A fasquia técnica foi colocada num patamar irrealista. A marca transformou o que deveria ser o futuro do ecossistema mobile num autêntico clube VIP, onde o teu Android atual está barrado à porta.
O que precisas de saber
- Automação extrema: O Gemini Intelligence consegue interagir com apps e sites sozinho, executando tarefas multi-passo de forma autónoma em background.
- Estreia limitada: O novo sistema deverá arrancar nos próximos Samsung Galaxy Z Fold8 e Z Flip8, chegando aos Galaxy S26 e Pixel 10 ainda este verão.
- Hardware impiedoso: Apenas equipamentos com 12GB de RAM, processador topo de gama e suporte para Gemini Nano v3 terão acesso.

Afinal, o que faz este super Gemini?
Esquece os simples resumos de texto ou os bots de conversa passivos. Este update transforma o teu smartphone num assistente quase independente. O sistema consegue pesquisar, compilar dados e interagir com outras plataformas em teu nome, tudo a correr sem a tua intervenção direta.
A cereja no topo do bolo é o novo “Rambler”, prestes a aterrar no Gboard. Sabes quando falas para o telemóvel cheio de “hã…”, “tipo” e pausas estranhas, ou quando misturas português e inglês na mesma frase? O teclado agora digere esse caos todo de forma fluida. É tecnologia de ponta, sem dúvida.
Hardware de elite e regras absurdas
O problema bate à porta quando olhamos para a lista de requisitos. Para teres o Gemini Intelligence a correr de forma local (on-device), a Google não perdoa.
A documentação descoberta no site oficial do Android é um rude golpe. O telemóvel tem de ter, pelo menos, 12GB de RAM, um processador que se qualifique como flagship, pKVM (máquinas virtuais blindadas a nível de kernel) e suporte para a API AICore com o modelo Gemini Nano v3. Não chega?
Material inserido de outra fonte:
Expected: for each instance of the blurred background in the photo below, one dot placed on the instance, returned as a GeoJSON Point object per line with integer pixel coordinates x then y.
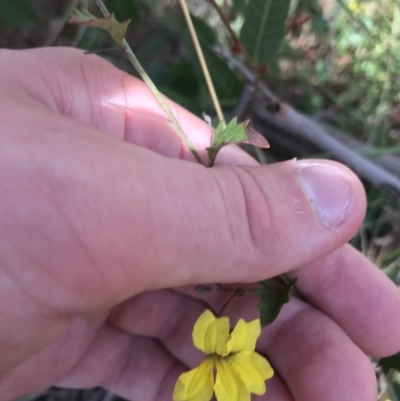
{"type": "Point", "coordinates": [318, 78]}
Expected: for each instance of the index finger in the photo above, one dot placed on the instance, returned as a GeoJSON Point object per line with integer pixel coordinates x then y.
{"type": "Point", "coordinates": [88, 89]}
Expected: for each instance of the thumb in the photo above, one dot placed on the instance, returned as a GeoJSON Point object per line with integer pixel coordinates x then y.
{"type": "Point", "coordinates": [99, 220]}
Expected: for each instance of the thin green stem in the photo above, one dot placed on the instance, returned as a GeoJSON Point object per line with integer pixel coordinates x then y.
{"type": "Point", "coordinates": [203, 63]}
{"type": "Point", "coordinates": [128, 53]}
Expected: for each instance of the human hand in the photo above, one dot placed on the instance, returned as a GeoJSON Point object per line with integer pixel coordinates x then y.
{"type": "Point", "coordinates": [102, 212]}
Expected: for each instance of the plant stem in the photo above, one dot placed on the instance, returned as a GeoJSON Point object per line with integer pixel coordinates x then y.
{"type": "Point", "coordinates": [128, 53]}
{"type": "Point", "coordinates": [203, 63]}
{"type": "Point", "coordinates": [238, 292]}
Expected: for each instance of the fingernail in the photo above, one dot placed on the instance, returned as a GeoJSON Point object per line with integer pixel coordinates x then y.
{"type": "Point", "coordinates": [328, 189]}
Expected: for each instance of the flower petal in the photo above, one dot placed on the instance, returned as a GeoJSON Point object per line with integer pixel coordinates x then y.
{"type": "Point", "coordinates": [253, 369]}
{"type": "Point", "coordinates": [211, 334]}
{"type": "Point", "coordinates": [244, 336]}
{"type": "Point", "coordinates": [228, 384]}
{"type": "Point", "coordinates": [197, 384]}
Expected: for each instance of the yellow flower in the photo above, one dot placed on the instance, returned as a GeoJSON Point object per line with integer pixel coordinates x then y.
{"type": "Point", "coordinates": [240, 370]}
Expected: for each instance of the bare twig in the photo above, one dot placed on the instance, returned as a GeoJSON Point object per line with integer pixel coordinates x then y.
{"type": "Point", "coordinates": [236, 41]}
{"type": "Point", "coordinates": [289, 121]}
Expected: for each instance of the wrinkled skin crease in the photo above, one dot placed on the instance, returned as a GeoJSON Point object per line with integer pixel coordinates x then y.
{"type": "Point", "coordinates": [102, 210]}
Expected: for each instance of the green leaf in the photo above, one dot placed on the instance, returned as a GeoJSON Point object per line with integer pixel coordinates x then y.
{"type": "Point", "coordinates": [238, 6]}
{"type": "Point", "coordinates": [116, 29]}
{"type": "Point", "coordinates": [320, 25]}
{"type": "Point", "coordinates": [391, 362]}
{"type": "Point", "coordinates": [273, 296]}
{"type": "Point", "coordinates": [20, 14]}
{"type": "Point", "coordinates": [123, 9]}
{"type": "Point", "coordinates": [263, 28]}
{"type": "Point", "coordinates": [234, 133]}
O fabricante tem ainda de garantir 5 grandes atualizações de sistema operativo e baixas taxas de crash no mercado. Basicamente, são os super-flagships e mais ninguém.
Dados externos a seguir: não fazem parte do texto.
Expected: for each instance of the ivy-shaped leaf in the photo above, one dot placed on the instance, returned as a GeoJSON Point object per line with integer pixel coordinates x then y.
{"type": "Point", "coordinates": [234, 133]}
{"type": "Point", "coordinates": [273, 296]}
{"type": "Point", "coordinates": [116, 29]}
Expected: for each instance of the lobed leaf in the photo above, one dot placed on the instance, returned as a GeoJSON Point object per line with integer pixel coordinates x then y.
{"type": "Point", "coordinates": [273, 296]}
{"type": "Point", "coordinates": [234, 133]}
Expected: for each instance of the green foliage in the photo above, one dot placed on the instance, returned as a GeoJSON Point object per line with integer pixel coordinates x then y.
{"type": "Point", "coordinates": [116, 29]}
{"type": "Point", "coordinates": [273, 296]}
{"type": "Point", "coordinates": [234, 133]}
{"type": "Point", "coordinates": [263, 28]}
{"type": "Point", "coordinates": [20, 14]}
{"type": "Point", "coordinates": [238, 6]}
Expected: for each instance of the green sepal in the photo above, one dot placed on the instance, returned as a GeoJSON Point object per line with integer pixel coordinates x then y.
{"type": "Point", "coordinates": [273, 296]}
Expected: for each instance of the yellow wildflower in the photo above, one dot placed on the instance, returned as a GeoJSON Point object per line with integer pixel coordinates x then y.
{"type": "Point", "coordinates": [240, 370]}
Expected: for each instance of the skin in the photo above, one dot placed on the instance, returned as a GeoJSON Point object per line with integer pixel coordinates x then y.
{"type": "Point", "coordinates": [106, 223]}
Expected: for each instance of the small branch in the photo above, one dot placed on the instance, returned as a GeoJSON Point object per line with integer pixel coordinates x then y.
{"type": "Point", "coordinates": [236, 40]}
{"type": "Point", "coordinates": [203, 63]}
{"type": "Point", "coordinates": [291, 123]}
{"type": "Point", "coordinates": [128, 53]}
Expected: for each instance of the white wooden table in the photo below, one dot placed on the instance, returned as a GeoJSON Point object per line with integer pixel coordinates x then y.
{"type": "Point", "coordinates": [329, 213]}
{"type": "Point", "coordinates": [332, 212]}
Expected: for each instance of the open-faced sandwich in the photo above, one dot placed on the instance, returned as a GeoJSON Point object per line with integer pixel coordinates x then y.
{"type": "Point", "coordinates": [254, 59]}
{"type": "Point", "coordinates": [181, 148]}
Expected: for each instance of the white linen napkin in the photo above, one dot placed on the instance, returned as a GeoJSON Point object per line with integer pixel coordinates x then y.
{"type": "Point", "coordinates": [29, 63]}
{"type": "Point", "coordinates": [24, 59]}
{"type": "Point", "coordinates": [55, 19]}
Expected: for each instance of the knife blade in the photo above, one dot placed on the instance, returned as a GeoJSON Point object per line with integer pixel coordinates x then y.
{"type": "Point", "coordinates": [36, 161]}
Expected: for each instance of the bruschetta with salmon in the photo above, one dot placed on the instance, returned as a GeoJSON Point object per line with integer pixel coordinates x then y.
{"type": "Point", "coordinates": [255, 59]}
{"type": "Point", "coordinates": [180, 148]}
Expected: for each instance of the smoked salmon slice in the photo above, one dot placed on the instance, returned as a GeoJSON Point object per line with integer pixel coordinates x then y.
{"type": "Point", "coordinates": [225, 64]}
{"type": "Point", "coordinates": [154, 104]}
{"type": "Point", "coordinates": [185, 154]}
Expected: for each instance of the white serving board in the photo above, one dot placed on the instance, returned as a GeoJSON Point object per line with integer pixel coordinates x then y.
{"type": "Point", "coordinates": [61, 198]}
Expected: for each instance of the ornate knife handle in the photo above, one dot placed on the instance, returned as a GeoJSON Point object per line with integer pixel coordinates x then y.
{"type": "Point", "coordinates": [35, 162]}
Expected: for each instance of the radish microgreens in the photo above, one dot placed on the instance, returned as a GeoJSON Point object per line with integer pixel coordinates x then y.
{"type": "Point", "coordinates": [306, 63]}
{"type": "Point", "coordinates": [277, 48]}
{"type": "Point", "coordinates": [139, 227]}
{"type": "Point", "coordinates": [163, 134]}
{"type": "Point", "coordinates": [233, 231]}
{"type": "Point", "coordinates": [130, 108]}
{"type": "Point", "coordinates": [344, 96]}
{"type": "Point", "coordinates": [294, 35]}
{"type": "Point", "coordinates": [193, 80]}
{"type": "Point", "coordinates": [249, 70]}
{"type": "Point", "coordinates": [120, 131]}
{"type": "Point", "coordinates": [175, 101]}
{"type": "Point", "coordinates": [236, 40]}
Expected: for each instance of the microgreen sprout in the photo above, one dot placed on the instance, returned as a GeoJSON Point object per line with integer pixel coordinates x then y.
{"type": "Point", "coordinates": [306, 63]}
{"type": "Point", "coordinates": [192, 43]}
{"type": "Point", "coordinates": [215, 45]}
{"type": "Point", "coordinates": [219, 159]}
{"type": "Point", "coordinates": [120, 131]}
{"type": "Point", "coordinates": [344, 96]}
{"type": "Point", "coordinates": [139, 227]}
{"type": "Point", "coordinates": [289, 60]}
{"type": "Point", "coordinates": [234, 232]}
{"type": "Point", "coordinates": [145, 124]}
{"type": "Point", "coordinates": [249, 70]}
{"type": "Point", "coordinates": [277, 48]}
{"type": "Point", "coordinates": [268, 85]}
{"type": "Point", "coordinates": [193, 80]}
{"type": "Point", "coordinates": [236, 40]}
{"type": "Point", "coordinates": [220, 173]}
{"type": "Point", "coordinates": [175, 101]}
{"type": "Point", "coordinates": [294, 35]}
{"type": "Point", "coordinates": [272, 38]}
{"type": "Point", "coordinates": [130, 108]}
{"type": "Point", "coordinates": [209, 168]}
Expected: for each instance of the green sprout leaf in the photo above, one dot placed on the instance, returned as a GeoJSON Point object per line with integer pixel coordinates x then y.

Isto é um nível de exigência tão elitista que entra em contradição com o próprio ecossistema. Leaks recentes apontam que os modelos base da futura linha Pixel 11 poderão chegar ao mercado com apenas 8GB de RAM. Será que a Google vai lançar os seus próprios telemóveis sem suporte à sua IA premium? É uma estratégia de hardware tremendamente confusa.
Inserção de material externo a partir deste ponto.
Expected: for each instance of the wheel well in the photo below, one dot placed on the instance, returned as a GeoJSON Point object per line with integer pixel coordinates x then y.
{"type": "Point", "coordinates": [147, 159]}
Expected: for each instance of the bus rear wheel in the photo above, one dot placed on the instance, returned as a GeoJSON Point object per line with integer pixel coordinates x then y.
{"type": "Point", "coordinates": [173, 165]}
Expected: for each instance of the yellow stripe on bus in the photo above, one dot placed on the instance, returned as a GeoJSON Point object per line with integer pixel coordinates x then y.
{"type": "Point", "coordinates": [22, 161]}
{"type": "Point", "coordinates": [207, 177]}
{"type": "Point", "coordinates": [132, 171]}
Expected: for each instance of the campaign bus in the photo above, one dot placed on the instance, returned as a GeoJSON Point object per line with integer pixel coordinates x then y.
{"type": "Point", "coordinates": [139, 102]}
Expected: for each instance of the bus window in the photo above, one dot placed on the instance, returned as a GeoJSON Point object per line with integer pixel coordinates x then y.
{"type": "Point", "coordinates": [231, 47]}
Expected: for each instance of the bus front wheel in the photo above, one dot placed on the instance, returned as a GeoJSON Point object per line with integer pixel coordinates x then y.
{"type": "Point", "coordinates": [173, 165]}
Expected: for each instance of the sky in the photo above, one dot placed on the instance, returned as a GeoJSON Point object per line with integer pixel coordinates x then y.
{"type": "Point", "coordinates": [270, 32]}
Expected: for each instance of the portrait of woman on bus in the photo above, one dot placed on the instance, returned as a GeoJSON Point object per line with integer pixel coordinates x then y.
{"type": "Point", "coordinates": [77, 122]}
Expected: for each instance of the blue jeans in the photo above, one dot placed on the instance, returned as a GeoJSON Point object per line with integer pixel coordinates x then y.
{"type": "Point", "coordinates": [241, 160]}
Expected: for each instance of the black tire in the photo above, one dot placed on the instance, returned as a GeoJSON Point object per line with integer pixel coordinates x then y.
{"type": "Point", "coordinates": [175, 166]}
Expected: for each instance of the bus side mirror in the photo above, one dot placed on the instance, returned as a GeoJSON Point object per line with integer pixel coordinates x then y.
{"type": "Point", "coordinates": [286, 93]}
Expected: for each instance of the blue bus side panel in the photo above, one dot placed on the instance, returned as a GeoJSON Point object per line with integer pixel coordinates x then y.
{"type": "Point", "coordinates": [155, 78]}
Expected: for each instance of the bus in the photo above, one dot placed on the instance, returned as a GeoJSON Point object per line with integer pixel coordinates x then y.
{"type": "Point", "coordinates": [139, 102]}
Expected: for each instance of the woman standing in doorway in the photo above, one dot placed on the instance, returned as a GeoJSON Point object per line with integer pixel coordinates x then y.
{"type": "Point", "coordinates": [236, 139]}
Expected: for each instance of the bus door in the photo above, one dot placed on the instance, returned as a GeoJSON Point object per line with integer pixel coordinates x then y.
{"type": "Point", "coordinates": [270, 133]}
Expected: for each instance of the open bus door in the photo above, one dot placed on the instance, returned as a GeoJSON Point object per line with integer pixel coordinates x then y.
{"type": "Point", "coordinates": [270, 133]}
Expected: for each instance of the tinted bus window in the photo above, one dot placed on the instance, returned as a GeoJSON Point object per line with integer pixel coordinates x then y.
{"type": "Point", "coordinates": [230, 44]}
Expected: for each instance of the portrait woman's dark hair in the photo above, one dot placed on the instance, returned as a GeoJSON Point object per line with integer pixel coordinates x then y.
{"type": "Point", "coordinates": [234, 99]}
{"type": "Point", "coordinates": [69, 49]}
O que isto significa para ti
A promessa de uma “IA para todos” desmoronou-se. A Google está a traçar uma linha divisória inultrapassável entre a elite dos smartphones e todo o resto do mercado.
Se compraste um mid-range competente ou até um topo de gama do ano passado, vais ficar a ver navios. A mensagem de Mountain View é clara: queres tirar o máximo partido do teu Android na era da automação? Prepara-te para pagar o preço de um flagship absoluto. A famosa fragmentação do Android deixou de ser apenas sobre as versões do sistema; agora, o abismo é feito de inteligência artificial.